DD never had any of these problems. Amazing fine motor (stringing beads at age three) If professionals are now talking about children eventually "losing" labels then that is good as I find some parents have a tendency to "accept" a diagnosis and not aim very high after that or lose themselves in the world of the handicapped.
We were told dd had a lifelong impairment and that no matter how good she looked or developed; she would always be behind or that if she appeared to catch up; the gap would eventually widen. (cheers eh?) If that happened to us; then is must happen to others. It is good that your son was identified by people who were more flexible. I did have a typical son who had really poor motor skills and trouble grasping a pencil; he's now training as a chef and hasn't lost any fingers yet so there's hope for Brad. LOL!

Laura said...

pslocali - thanks, and best to you and yours. I will check it out.

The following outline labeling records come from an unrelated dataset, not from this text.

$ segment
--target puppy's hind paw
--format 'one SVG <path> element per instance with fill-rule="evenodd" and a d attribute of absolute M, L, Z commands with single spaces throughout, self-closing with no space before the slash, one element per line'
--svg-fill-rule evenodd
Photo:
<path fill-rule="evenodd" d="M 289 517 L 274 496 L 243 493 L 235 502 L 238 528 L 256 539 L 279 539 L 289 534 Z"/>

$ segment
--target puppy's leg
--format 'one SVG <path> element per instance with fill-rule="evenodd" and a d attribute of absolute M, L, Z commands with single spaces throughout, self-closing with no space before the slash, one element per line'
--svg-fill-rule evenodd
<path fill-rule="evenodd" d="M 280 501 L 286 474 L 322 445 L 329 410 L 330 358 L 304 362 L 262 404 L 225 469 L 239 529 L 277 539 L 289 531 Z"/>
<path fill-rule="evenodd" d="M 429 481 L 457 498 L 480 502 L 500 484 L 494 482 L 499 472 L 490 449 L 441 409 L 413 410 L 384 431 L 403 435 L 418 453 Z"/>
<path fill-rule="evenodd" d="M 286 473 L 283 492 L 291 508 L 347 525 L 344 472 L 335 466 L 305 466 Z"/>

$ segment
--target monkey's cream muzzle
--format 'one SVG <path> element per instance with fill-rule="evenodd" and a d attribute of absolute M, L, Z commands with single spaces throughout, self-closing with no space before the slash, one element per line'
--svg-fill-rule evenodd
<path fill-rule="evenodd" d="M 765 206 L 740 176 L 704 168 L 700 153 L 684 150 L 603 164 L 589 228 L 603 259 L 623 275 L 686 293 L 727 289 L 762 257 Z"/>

patience - Well the person we brought Brad to for a second opinion (August 2008) spent the time to observe him and provided me with a nuanced understanding of his profile. His first opinion (January 2008) was just PDD-NOS, sign him up for 25 hours of services (ABA or other) per week or risk him never developing speech. So while I eventually found a good doc, I've also shared the experience of having a generic dx coupled with alarmist speculation about development. And I agree that a pathology can develop whereby the child can become underestimated.

Anonymous said...

Again, you have totally enlightened me. I think Rhema early on demonstrated some of these symptoms... in fact a dr. thought she might have CP when she was 15 mos. old. She also drooled like CRAZY. But then, almost overnight, she developed great gross motor skills and coordination.

Laura said...

Interesting. Little puzzles, aren't they. I belong to a dyspraxia group, and a lot of the members have children with both dyspraxia and CP.